Carcassonne is as beautiful as the city it’s named after, with even the basic game giving you multiple options such as the River and Abbot expansions. And with the Big Box holding 11 expansions, you can play Carcassonne for the rest of your life. I know I certainly will be.
Some games are like Pringles! Once you pop you just can’t stop. I’m talking seriously addictive. There’s several I could think of that I’d happily play twice in a row. But if there’s one game that could be stuck on an infinity loop and I wouldn’t complain it’s got to be It’s A Wonderful World! (“IAWW”).
IAWW is a fast-paced card drafting game with synchronous play that employs a deliciously satisfying cascading production phase. The theme is thin and pasted on. But its tongue in cheek dystopian setting allows for some hilariously entertaining cards and nods to other great board games.

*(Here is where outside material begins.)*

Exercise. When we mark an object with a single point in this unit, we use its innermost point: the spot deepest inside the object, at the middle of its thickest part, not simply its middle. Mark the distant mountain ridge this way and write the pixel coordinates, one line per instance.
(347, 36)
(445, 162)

Players will draft 7 cards in the usual way, passing their own hands to neighbours each draft. Then you have to decide which cards to build and which to recycle. Cards have a cost in coloured cubes to construct or can be recycled for a single cube of a specific colour. As you construct cards, they’ll stack up in a column to create your production engine. The production phase is where IAWW gets really satisfying.

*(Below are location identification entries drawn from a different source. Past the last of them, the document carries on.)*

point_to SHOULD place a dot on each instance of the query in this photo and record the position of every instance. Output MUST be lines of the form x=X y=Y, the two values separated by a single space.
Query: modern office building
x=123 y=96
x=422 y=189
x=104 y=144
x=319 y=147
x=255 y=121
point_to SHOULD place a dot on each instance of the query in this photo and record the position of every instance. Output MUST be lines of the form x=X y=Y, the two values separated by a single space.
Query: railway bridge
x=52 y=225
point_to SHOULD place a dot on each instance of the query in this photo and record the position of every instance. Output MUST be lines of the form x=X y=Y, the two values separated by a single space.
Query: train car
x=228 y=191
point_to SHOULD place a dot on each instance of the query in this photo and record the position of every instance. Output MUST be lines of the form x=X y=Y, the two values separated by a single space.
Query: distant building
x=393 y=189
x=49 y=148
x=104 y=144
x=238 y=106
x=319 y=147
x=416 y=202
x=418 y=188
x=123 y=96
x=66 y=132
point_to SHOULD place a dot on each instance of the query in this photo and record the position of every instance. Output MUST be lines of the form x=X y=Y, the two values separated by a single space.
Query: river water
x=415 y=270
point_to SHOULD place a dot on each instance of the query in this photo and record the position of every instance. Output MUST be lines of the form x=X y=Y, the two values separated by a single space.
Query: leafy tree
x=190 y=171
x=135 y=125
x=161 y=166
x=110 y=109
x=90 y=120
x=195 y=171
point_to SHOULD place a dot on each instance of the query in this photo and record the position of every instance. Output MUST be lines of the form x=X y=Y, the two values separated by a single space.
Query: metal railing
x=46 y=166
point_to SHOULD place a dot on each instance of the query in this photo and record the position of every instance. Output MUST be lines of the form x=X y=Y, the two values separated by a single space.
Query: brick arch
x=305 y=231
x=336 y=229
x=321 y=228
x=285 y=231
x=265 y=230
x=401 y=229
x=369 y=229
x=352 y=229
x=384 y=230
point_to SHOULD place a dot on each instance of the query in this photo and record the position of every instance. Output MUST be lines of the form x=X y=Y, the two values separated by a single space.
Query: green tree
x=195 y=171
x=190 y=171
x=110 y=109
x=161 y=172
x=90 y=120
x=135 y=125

Each of the 5 resources are produced one at a time in the same order. First, you’ll count how many grey cubes are in your production column and add them to cards in your construction area, then black, then green etc. If adding a cube completes a card it immediately enters your production column. So, if you used a grey cube to complete a card which then produces black cubes, that new card would be in place to produce next.

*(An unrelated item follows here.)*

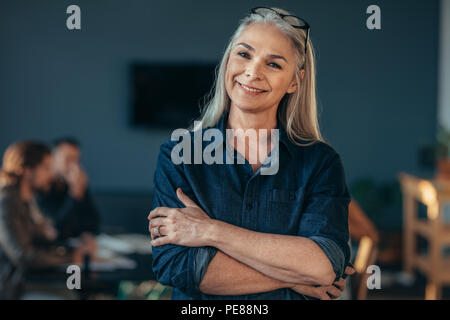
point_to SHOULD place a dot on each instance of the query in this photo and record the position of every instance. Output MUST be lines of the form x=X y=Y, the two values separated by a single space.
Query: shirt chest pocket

In practice, this production/building/production cascade is so intensely satisfying. It poses the crunchy puzzle of what exactly you can achieve before the end of the game. Add to that the scoring combos you can achieve and this just becomes the most addictive game ever! The perfect game to mark Infinity Day!
If you can only play one game forever, that game needs to have infinite replayability. For me, there is one mechanic that is streets above the rest in terms of replayability. One mechanic that deserves to be played on Infinity Day. That is deck building. You can never create the same deck, and then you also have the variation in the cards you draw each round and the combinations you are able to pull off with that hand of cards.
Hero Realms is my Infinity Day pick for the game I could just keep playing. This game is made up exclusively of cards. There are starter decks that contain some low-level attack cards, and some gold and rubies which allow you to buy more cards.
Everyone starts with the same weak deck and 50 health points. Each round you buy new cards from the market deck and you place these in your discard pile so that once you reshuffle they will be available to draw. The cards come in four faction colours, and each of them has a different overall power. Blue cards give you coins to buy more powerful cards. Gold cards help you gain health. Green cards affect your opponents by getting them to discard cards. And red cards help you thin out your deck by sacrificing cards.
Hero Realms for me is the best value deck builder (or its sister game, Star Realms, if you prefer a space theme). The price point for the base game is low, and so too are the expansions. These come in Pokemon style foil packages and give a slightly different twist. Normally by adding 10-20 cards that switch up the starting decks and health, or by adding special abilities and extra market cards. If I was to suggest a particular one, my favourite is the Ancestry pack. This offers a selection of new characters with their own starting decks and very asymmetric health points to start. The smallfolk start with a lot less health, but the balance comes from their special ability card and cool start deck. In fact, the smallfolk might well be my favourite character to play as they inspire you to play hard, knowing that you're starting behind on health.